Dans un second temps, Alessandro les invite à reprendre le travail effectué autour du mot « quartier » mais cette fois-ci, c’est le mot « mafia » qui est écrit sur le tableau. « Pablo Escobar – Cigarettes – Tony Montana – argent – Omerta – réseau – armes- Italie… » Il interroge les jeunes : « Quel est le rapport entre la Mafia et les quartiers ?  Vous pensez que la mafia n’existe qu’en Italie ? » Le public est un peu déconcerté. « Le lien ? Tout ça tourne autour de l’argent. Et du pouvoir. Parce que ceux qui tombent dans ces réseaux et dans la délinquance ce sont ceux qui ont grandi dans le manque, la misère, l’impuissance. Mais nous on n’est pas de la Mafia, on est juste des petits délinquants... »

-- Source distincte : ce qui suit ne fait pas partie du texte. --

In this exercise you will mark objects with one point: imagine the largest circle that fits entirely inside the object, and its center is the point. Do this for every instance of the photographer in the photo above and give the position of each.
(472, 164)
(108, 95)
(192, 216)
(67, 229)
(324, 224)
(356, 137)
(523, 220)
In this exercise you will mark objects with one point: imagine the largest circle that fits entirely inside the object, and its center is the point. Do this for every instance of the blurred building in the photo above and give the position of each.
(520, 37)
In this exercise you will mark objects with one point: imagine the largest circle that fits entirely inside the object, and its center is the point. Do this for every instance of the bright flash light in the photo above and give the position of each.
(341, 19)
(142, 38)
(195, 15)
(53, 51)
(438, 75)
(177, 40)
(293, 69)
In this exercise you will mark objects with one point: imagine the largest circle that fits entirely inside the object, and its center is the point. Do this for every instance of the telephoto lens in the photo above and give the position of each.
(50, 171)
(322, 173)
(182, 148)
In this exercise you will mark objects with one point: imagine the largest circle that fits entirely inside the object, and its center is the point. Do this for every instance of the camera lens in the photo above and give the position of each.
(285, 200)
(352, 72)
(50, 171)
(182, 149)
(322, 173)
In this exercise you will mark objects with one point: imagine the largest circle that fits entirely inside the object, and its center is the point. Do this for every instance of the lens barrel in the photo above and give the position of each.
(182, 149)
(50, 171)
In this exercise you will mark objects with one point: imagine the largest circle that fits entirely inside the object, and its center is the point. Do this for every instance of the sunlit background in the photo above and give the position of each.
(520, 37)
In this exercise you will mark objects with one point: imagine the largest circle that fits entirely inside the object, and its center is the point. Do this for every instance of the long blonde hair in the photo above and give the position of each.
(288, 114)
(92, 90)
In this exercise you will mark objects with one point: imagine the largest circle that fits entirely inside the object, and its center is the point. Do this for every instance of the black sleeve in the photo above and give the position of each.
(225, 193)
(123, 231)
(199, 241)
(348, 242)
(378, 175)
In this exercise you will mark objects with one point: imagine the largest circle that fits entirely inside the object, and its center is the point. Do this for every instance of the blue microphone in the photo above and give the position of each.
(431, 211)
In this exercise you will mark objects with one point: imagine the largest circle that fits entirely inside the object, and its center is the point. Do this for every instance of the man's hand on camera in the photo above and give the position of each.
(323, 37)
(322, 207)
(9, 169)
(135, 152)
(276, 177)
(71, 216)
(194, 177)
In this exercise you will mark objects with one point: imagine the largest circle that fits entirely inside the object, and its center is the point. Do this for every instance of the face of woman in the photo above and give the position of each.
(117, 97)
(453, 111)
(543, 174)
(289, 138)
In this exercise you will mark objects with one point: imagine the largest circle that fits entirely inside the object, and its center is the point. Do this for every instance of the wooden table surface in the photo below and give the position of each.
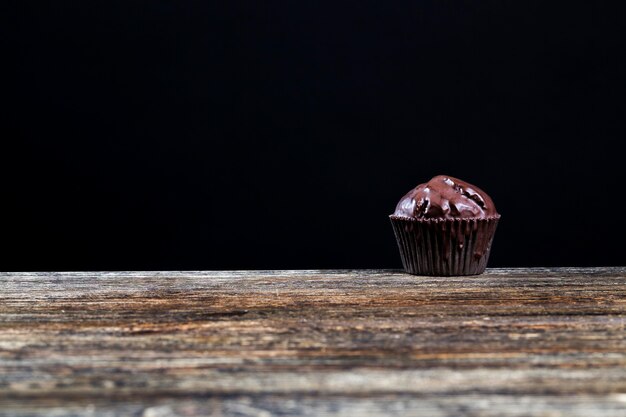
(510, 342)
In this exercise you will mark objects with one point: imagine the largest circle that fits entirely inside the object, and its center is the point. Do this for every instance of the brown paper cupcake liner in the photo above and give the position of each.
(444, 247)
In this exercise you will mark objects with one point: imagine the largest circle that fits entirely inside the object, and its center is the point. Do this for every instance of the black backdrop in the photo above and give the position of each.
(261, 135)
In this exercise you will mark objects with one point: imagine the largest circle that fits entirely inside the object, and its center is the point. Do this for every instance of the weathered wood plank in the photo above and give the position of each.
(363, 342)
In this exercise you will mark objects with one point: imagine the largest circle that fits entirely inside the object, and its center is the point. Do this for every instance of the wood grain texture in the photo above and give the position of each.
(510, 342)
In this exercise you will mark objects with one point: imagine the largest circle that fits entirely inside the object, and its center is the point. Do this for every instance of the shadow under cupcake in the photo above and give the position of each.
(445, 227)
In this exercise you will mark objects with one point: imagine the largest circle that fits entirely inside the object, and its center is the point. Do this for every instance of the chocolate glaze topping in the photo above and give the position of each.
(445, 197)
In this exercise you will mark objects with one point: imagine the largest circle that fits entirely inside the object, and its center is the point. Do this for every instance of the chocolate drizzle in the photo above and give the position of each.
(445, 227)
(445, 197)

Le pont se dessine peu à peu entre les deux idées. Peu de jeunes identifient les réseaux des trafics de drogue des cités marseillaises à un système maffieux. Pourtant, partout où il y’a de la drogue, il y a une mafia. Elle a peut-être changé de forme mais elle est tout aussi dangereuse aujourd’hui qu’elle ne l’était dans le passé. Le but pour Alessandro et son équipe n’est pas de juger les jeunes parfois un peu fascinés par des personnages comme Pablo Escobar ou les organisations criminelles, mais de les amener à se rendre compte par eux même des dangers de ces organisations. Pour cela, ils demandent à leur public de lister ce qui pourrait arrêter un membre de la Mafia. Qu'est-ce qui peut arrêter une personne prête à commettre le pire au nom du profit et du pouvoir ?

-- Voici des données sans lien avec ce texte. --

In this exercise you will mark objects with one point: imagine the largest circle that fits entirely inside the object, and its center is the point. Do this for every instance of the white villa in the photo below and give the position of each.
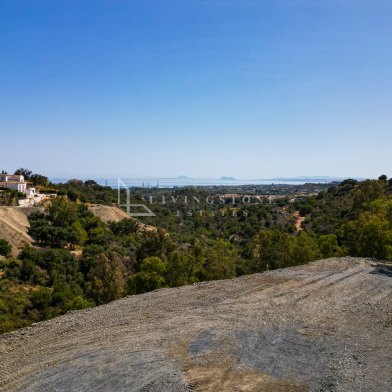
(15, 182)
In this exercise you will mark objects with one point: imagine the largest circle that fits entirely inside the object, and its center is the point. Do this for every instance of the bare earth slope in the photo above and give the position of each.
(325, 326)
(14, 225)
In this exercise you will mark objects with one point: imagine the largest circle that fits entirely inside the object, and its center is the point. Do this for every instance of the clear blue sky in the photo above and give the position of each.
(250, 89)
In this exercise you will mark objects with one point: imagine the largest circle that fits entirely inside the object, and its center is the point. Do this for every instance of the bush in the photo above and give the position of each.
(5, 247)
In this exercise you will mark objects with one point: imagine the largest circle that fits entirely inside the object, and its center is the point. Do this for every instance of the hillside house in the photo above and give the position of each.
(12, 181)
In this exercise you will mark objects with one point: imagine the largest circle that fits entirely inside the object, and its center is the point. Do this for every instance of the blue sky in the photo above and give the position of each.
(250, 89)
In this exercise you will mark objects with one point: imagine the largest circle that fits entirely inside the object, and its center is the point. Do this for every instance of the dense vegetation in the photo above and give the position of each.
(80, 262)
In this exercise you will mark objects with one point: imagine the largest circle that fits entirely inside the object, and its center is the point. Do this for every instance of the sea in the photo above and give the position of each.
(186, 182)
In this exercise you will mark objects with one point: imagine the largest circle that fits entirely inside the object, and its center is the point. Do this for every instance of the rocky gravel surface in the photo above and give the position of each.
(326, 326)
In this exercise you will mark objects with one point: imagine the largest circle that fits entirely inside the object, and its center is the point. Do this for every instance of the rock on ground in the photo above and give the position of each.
(326, 326)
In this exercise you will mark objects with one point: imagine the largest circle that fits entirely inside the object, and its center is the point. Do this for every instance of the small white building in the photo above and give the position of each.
(15, 182)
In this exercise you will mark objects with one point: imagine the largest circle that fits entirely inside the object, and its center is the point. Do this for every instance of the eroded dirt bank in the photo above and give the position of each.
(326, 326)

« La mort. La mort de ceux qu’on aime, le fait de les mettre en danger. L’Amour. Le fait d’être coincé, de ne pas pouvoir revenir en arrière. De ne pas être libre. » En y réfléchissant par eux même, les jeunes semblent peu à peu prendre conscience des enjeux d’une telle vie. « Parce qu’il y’a des choses que l’argent ne peux pas acheter, que le pouvoir ne peut pas rendre », ajoute l’un d’entre eux. « On a tous le choix » conclut alors Alessandro. C’est le mot de la fin, celui qui donne la possibilité aux jeunes de se positionner face à l’avenir. « Nous sommes des voyageurs, mais vous aussi. Vous êtes dans ce grand voyage et vous allez choisir quelle route vous allez prendre... »

Loin d’entendre un énième discours moralisateur où de se sentir jugés, ceux qui avaient du mal à se positionner au début de la rencontre ont pu s’exprimer avec une sincérité touchante, mettant des mots sur leur quartier, ce qu’il a fait d’eux, leur sentiment d’être pris au piège. Une réalité à partir de laquelle tout est à construire, l’avenir, et le choix de la liberté. Une réalité qui trop peu souvent est entendue avec une attention bienveillante, empathique et humaine. Beaucoup d’émotion dans les regards lorsque le cercle se forme à nouveau avant de quitter les lieux. Car ce qui s’est produit ce matin-là n’était pas seulement une démarche de sensibilisation, mais une belle rencontre de sensibilités.
« C’est pas tous les jours qu’on s’intéresse à nous... Et encore moins qu’on demande notre aide pour faire un projet artistique », confie l’un des jeunes. J’espère qu’on se reverra un jour ... »

« Ceux qui marchent finissent toujours par se rencontrer à nouveau » sourit Alessandro.